I got one problem from Dummit Foote stating that determine the quadratic polynomial satisfied by the period $\alpha=\zeta_5+\zeta_5^{-1}$ of the the $5th$ root of unity $\zeta_5$. Determine the quadratic equation satisfied by $\zeta_5$ over $\Bbb Q(\alpha)$ and use this to explicitly solve for the $5th$ root of unity.
I am not getting even to find out the quadratic polynomial as $x=\zeta_5+\zeta_5^{-1}$ iff $x^2=\zeta_5^2+\zeta_5^{-2}+2$ not in $\Bbb Q$. Moreover, if the base field is $\Bbb R$ then $\zeta_5+\zeta_5^{-1}$ is in $\Bbb R$. So probably I am not understanding the question correctly. Please help or give me some hints steps..

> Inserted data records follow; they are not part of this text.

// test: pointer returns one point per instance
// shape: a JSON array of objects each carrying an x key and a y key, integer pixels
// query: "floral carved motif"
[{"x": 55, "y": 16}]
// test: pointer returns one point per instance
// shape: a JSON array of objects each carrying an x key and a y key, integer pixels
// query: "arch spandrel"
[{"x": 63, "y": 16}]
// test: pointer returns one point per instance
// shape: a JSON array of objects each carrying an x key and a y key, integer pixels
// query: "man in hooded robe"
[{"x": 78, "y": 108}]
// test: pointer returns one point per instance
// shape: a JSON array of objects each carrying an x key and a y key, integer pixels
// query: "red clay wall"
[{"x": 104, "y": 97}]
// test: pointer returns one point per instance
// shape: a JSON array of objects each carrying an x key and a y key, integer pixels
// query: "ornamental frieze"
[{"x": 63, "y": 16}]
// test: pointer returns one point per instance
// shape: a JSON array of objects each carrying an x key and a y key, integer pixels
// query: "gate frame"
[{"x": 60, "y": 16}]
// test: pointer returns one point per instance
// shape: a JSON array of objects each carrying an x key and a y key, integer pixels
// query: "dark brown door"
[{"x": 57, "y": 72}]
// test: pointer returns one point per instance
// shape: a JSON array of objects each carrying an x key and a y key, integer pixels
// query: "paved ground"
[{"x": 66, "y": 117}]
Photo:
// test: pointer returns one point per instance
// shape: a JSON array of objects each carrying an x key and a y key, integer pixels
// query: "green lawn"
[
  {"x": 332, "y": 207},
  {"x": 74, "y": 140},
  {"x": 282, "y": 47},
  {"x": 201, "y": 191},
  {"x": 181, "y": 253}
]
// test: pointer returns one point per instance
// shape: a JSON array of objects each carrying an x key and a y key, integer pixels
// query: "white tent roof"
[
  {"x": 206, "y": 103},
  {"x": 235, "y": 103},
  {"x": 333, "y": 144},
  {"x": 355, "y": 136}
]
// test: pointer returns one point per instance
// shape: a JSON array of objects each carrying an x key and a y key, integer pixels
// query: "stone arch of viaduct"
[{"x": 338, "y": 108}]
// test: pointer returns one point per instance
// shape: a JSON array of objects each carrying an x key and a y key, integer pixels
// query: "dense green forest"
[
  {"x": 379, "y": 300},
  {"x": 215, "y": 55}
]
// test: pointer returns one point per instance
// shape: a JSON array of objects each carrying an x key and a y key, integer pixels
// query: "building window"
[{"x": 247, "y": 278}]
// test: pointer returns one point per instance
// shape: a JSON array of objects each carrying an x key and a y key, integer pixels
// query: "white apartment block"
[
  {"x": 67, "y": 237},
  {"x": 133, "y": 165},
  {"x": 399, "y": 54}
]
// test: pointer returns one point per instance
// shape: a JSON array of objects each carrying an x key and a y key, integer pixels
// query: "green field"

Edit With the help of the comments
- "determine the quadratic polynomial satisfied by the period $\zeta_5+\zeta_5^{-1}$ of the the $5th$ root of unity $\zeta_5$". The answer is $x^2+x-1$.
- " Determine the quadratic equation satisfied by $\zeta_5$ over $\Bbb Q(\alpha)$". The answer is $x^2-\alpha x +1$
What about the last part? "use this to explicitly solve for the $5th$ root of unity."?
You have found that
we can solve for $\alpha$ using the quadratic equation: $\alpha = \frac{-1 + \sqrt{5}}{2}$ (and note $\alpha^2 = \frac{6 - 2 \sqrt{5}}{4} = \frac{3 - \sqrt{5}}{2}$)
and similarly we can solve for $\zeta_5 = \frac{\alpha + \sqrt{\alpha^2 - 4}}{2}$
putting these together and finding the right choices of signs we have
$$\zeta_5 = \frac{\frac{-1 + \sqrt{5}}{2} + \sqrt{-\frac{5 + \sqrt{5}}{2}}}{2}$$